CK Wright Photo Trips

On Saturday we headed out at first light, snowshoeing in the Mount Seymour Provincial Park. There was plenty of snow on the ground, though very little snow on the trees as there had been the previous weekend on Cypress. The trail rises steeply as it ascends towards Pump Peak, though the views at the top are certainly worth the effort.

Rising up through the trees and then emerging, we were greeted with
spectacular views of Vancouver and English Bay, with no clouds or fog obstructing the views.

Just below Pump Peak was an interesting side bench with unobstructed views of Burrard Inlet and ships at anchor. I like how the previous photo and this photo are almost identical in the direction, yet the latter photo was taken at a higher elevation.

There were several compositions I liked here including this cornice leading the eye towards the eastern snow covered mountains.

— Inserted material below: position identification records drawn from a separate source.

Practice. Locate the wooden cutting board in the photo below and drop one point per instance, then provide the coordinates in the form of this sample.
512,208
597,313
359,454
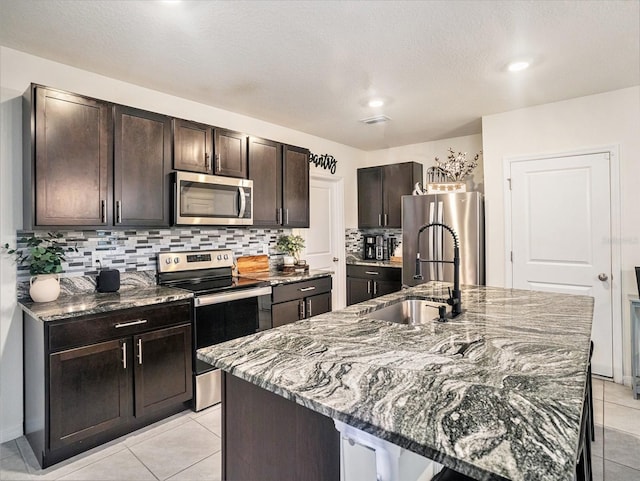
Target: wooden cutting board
252,264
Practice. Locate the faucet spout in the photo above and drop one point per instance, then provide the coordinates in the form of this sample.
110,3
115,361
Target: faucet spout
455,296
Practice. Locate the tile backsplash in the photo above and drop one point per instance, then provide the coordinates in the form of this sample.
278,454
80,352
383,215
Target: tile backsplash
135,251
354,238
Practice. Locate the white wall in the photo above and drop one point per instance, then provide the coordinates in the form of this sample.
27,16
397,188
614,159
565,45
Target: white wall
611,118
425,154
17,71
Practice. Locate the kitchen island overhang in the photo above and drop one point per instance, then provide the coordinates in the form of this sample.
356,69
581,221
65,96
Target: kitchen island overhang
498,391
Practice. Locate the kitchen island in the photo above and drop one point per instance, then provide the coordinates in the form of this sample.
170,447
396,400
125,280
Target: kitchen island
496,393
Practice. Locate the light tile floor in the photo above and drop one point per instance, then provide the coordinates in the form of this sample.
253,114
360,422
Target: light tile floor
186,447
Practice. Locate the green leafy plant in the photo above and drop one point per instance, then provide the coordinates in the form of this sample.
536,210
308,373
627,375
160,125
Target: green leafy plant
43,255
290,245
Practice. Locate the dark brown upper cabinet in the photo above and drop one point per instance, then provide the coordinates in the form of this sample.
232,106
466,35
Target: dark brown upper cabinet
380,191
280,175
92,164
192,146
230,153
142,163
202,148
265,169
67,165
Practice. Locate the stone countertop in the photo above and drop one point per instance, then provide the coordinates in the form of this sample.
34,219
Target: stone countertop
352,260
276,277
495,393
95,302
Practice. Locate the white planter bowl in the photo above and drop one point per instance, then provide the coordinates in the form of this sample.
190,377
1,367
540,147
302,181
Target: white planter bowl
44,287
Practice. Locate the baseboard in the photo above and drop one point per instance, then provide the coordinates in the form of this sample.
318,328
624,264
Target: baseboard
10,433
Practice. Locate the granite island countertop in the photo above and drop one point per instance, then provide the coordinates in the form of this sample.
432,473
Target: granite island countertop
496,393
77,305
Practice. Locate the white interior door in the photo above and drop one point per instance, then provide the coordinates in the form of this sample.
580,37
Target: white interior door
561,236
324,240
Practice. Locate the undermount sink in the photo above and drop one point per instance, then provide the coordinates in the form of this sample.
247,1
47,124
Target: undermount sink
410,311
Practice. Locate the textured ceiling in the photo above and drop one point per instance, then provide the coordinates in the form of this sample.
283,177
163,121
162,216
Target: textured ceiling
312,65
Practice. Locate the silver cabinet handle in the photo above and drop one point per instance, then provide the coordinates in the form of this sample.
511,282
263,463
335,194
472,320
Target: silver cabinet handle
118,212
139,351
132,323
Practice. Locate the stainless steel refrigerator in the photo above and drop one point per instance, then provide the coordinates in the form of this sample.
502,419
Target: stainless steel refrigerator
464,213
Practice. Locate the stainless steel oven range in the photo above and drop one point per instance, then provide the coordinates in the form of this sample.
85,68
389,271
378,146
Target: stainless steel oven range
225,307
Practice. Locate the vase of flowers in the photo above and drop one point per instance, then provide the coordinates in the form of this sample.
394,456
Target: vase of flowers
457,167
44,256
290,246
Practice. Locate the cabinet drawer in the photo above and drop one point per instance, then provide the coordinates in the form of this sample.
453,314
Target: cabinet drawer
122,323
375,272
298,290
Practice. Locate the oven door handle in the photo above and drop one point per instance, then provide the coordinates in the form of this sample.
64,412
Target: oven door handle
219,298
243,202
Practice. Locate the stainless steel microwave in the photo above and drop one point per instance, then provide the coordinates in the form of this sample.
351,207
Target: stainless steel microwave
201,199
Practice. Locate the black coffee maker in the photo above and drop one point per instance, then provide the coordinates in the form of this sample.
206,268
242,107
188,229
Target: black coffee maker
369,247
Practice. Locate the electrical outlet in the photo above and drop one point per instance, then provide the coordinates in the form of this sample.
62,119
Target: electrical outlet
98,256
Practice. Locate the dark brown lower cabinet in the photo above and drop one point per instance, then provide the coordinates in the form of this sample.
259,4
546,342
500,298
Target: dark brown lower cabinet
270,438
300,300
368,282
91,379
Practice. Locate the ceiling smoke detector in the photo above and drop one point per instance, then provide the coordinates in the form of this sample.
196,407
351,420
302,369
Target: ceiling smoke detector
375,120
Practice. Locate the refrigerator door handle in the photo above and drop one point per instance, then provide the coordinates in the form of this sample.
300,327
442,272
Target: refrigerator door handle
431,239
440,241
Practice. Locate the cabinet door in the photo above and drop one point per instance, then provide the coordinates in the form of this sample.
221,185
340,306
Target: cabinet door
295,187
89,390
142,161
163,371
358,290
370,197
72,159
319,304
398,180
231,153
265,169
192,146
380,288
287,312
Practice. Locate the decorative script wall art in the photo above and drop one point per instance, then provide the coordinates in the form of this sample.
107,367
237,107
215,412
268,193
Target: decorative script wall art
325,161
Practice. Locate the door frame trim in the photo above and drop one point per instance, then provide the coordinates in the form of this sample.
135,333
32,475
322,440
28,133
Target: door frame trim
616,237
340,271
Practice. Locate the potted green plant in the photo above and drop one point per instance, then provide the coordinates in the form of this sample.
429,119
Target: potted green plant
290,246
44,256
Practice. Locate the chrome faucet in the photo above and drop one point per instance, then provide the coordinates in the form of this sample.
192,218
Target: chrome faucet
455,296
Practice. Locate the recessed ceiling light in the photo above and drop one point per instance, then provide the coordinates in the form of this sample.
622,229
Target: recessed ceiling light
518,66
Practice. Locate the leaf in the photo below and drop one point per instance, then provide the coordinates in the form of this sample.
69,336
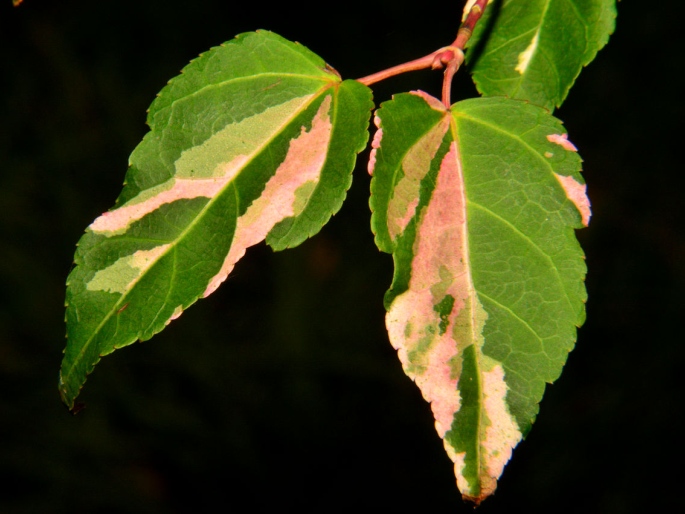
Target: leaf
256,139
535,49
478,207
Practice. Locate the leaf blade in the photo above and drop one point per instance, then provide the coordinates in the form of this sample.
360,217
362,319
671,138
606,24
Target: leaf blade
535,50
212,177
474,261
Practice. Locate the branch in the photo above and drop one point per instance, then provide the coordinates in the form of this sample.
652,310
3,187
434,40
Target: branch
450,57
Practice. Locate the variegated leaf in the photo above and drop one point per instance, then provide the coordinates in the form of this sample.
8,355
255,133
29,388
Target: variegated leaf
535,49
255,140
478,206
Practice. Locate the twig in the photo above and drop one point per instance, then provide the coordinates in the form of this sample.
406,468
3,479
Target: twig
449,57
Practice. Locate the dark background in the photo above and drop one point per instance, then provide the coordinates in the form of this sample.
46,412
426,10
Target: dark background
281,390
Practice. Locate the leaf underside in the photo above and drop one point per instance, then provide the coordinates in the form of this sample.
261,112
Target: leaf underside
535,49
478,207
256,139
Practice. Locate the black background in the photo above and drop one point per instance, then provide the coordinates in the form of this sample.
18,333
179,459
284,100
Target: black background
281,390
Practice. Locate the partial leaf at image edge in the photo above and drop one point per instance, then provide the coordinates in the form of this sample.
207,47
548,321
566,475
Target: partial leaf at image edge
478,206
535,49
256,139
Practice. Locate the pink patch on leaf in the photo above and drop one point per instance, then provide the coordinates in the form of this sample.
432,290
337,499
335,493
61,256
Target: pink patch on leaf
440,263
303,163
577,193
375,144
121,218
562,140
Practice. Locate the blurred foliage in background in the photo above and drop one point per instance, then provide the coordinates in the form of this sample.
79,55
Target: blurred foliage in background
281,390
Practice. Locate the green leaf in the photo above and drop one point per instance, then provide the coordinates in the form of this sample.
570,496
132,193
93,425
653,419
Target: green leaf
256,139
535,49
478,206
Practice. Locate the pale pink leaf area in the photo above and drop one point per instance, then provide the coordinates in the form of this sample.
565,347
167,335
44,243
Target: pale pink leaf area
577,193
502,433
205,169
375,144
117,221
279,200
562,140
439,268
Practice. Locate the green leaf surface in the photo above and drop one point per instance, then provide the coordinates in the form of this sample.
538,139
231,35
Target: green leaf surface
478,206
256,139
535,49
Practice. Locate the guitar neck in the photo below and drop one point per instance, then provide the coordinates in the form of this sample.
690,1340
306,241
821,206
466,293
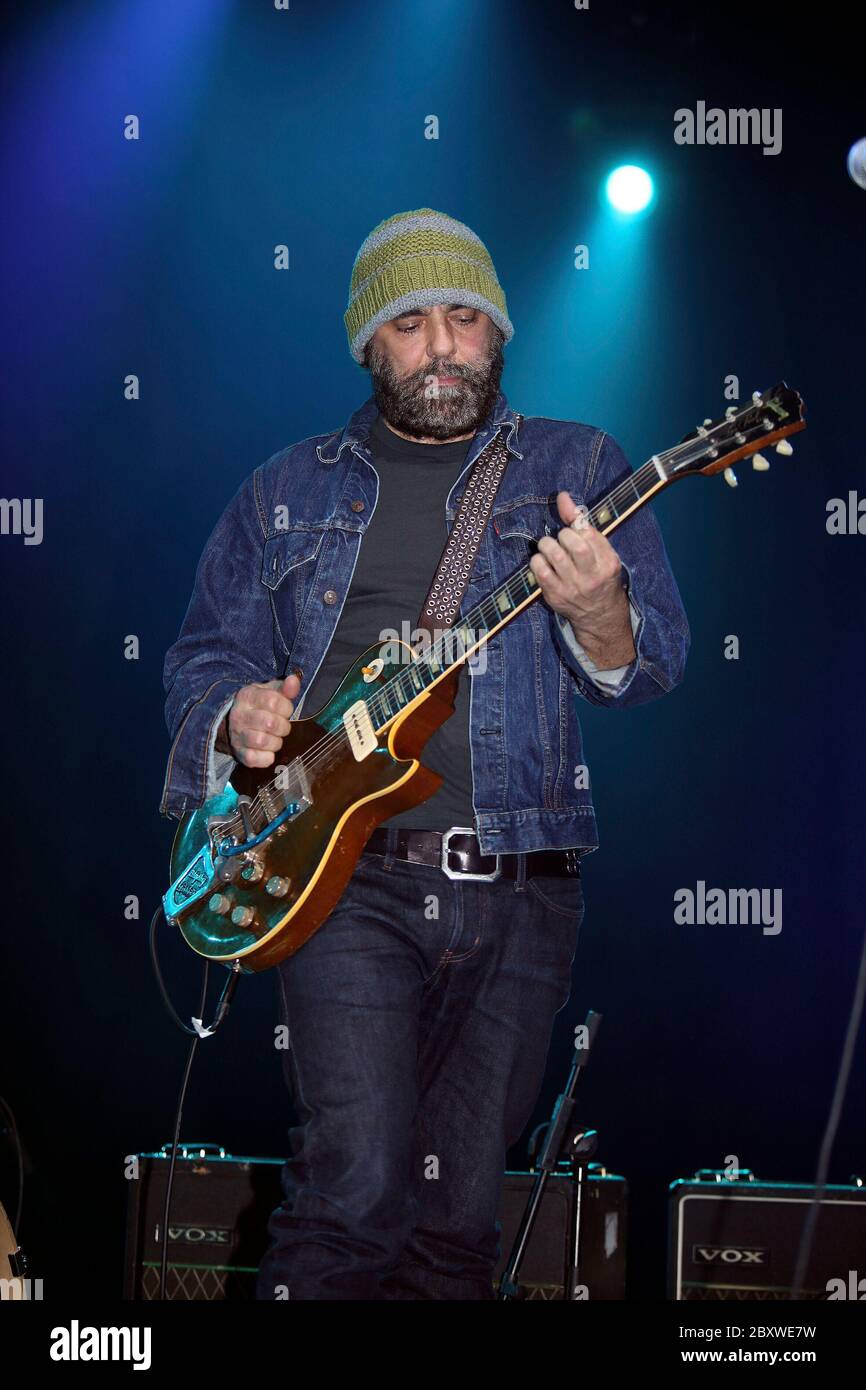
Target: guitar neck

I liked this view towards Pump Peak with the three different sloped planes, the deep blue sky, and the way the ski and snowshoe tracks lead the eye towards Pump Peak.

We ascended the final climb to Pump Peak and enjoyed the views of the surround mountains. Here is a view looking northwestward.

After some food and a view of the mountains, we decided to explore the areas to the east of the peak. There were lots of areas with untrampled snow and we were eager to explore and photograph. Here are some of my favourite photos from here.

After a few hours of exploring and photographing, the clouds moved in to the point where the good lighting was gone. As we descended back towards the parking lot, the cloud coverage was less and I spotted these two interesting compositions. I always like simple compositions with just two or three strong elements.

We decided to stop off at Dinky Peak, located just above the parking lot with views southward. The parking lot and ski area is visible in the lower right, Burrard Inlet and Port Moody in the middle left, the Port Mann Bridge and the Fraser River in the middle centre, and snow squalls in the mountains to the far south.